Baorto D M, Cimino J J, Parvin C A, Kahn M G
Department of Pathology, Washington University School of Medicine, Washington University, St. Louis, MO 63110, USA.
Int J Med Inform. 1998 Jul;51(1):29-37. doi: 10.1016/s1386-5056(98)00089-6.
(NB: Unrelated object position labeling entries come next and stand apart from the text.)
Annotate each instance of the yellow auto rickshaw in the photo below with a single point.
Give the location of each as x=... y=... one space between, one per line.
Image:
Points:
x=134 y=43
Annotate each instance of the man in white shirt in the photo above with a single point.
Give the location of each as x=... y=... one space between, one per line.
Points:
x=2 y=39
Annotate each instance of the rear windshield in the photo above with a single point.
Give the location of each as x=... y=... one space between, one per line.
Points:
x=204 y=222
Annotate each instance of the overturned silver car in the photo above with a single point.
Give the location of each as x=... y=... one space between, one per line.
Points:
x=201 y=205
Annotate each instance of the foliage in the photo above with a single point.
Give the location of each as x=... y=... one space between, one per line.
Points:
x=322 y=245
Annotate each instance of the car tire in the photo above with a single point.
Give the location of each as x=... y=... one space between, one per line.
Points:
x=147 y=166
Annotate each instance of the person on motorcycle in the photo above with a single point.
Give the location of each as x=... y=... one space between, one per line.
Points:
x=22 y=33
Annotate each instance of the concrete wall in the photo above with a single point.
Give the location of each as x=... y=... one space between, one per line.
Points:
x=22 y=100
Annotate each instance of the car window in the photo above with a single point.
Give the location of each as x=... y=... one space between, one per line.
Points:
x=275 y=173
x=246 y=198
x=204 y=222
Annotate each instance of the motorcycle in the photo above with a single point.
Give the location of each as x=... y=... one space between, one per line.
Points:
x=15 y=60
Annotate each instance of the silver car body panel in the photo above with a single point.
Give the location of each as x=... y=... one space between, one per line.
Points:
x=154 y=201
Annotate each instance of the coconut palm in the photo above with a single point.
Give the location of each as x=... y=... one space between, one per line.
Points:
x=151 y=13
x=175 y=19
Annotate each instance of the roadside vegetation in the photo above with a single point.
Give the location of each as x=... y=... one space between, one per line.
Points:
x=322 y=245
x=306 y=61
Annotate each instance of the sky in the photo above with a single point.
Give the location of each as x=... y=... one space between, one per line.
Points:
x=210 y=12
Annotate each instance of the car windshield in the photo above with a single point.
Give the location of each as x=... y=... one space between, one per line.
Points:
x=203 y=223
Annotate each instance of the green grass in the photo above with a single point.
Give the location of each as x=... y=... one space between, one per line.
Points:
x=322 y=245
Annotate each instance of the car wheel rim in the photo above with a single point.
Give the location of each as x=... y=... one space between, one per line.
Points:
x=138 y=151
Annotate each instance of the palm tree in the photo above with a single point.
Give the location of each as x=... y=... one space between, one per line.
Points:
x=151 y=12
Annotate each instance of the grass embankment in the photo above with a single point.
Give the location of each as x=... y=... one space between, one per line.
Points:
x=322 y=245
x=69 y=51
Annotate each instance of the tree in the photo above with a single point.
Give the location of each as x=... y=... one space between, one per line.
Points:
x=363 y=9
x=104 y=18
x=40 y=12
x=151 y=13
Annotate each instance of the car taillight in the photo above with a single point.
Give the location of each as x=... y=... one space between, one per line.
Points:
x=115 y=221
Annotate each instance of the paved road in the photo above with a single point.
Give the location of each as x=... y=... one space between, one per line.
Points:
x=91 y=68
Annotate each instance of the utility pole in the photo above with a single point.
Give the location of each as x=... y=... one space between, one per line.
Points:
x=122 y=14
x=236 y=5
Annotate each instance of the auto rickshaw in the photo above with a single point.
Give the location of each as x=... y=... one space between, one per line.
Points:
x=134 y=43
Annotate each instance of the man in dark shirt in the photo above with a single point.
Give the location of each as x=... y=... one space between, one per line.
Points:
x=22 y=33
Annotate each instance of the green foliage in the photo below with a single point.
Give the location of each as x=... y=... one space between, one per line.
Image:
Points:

A standard set of names and codes for laboratory test results is critical for any endeavor requiring automated data pooling, including multi-institutional research and cross-facility patient care. This need has led to the development of the logical observation identifier names and codes (LOINC) database and its test-naming convention. This study is an expansion of a pilot study using LOINC to exchange laboratory data between Columbia University Medical Center in New York and Barnes Hospital at Washington University in St. Louis, where we described complexities and ambiguities that arose in the LOINC coding process (D.M. Baorto, J.J. Cimino, C.A. Parvin, M.G. Kahn, Proc. Am. Med. Inf. Assoc. 1997). For the present study, we required the same two medical centers to again extract raw laboratory data from their local information system for a defined patient population, translate tests into LOINC and provide aggregate data which could then be used to compare laboratory utilization. Here we examine a larger number of tests from each site which have been recoded using an updated version of the LOINC database. We conclude that the coding of local tests into LOINC can often be complex, especially the 'Kind of Property' field and apparently trivial differences in choices made by individual institutions can result in nonmatches in electronically pooled data. In the present study, 75% of failures to match the same tests between different institutions using LOINC codes were due to differences in local coding choices. LOINC has the potential to eliminate the need for detailed human inspection during the pooling of laboratory data from diverse sites and perhaps even a built-in capability to adjust matching stringency by selecting subsets of LOINC fields required to match. However, a quality standard coding procedure is required and examples highlighted in this paper may require special attention while mapping to LOINC.
一套标准的实验室检测结果名称和代码对于任何需要自动数据汇总的工作都至关重要,包括多机构研究和跨机构患者护理。这种需求促使了逻辑观察标识符名称和代码(LOINC)数据库及其测试命名规范的发展。本研究是一项试点研究的扩展,该试点研究使用LOINC在纽约的哥伦比亚大学医学中心和圣路易斯华盛顿大学的巴恩斯医院之间交换实验室数据,我们在其中描述了LOINC编码过程中出现的复杂性和模糊性(D.M. Baorto、J.J. Cimino、C.A. Parvin、M.G. Kahn,《美国医学信息学会会刊》,1997年)。对于本研究,我们要求同样的两个医学中心再次从其本地信息系统中为特定患者群体提取原始实验室数据,将检测项目转换为LOINC代码,并提供汇总数据,然后可用于比较实验室利用率。在这里,我们检查了来自每个站点的大量使用更新版LOINC数据库重新编码的检测项目。我们得出结论,将本地检测项目编码为LOINC代码通常可能很复杂,尤其是“属性类型”字段,而且各机构在选择上的明显细微差异可能导致电子汇总数据不匹配。在本研究中,使用LOINC代码在不同机构之间未能匹配相同检测项目的情况中,75%是由于本地编码选择的差异。LOINC有潜力消除在汇总来自不同站点的实验室数据时进行详细人工检查的必要性,甚至可能具有通过选择匹配所需的LOINC字段子集来调整匹配严格度的内置功能。然而,需要一个质量标准编码程序,并且本文中突出显示的示例在映射到LOINC时可能需要特别关注。